Although kidney transplants from living donors are quite common, liver transplants from living donors are much less so. In a particular and unique case, the Wits Donald Gordon Medical Centre had a child who was critically ill with liver failure from a condition that was present at birth, and had nothing to do with the pregnancy or the mother’s HIV status. The mother knew her HIV positive status and she took antiretroviral therapy during her pregnancy to prevent infecting her baby.
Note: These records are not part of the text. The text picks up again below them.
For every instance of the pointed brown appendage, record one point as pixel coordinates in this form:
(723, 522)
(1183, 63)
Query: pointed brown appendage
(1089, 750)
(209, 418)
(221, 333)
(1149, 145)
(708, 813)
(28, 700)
The baby also received antiretroviral therapy after birth to prevent infection, and for a while was on the waiting list for a deceased donor but over time the child became severely ill.

At the same time, the child’s mother asked to consider her as a living donor but this kind of transplant has never been done before, so the team had to ensure it was done in a very controlled way. This means that the multi-disciplinary team had to check that the mother had no HIV circulating in her blood at the time of the operation, and they were able to start the child on antiretroviral therapy before the actual procedure. It is now more than a year since the operation and both mother and child are alive and thriving, something that represents a huge medical success for the Transplant Unit of the Wits Donald Gordon Medical Centre.

Furthermore, even with very sophisticated testing, the team has not been able to find any evidence of HIV infection in the blood of the child. Sometimes, the children of HIV positive parents also get end-stage liver failure unrelated to HIV, and their children need transplants. “Why not consider these parents as donors?”, the specialists asked. Although this is only one case, the team was able to show that this kind of transplant is indeed quite possible and it certainly opens up a new era of transplantation in South Africa, a country with one of the largest antiretroviral treatment programmes in the world.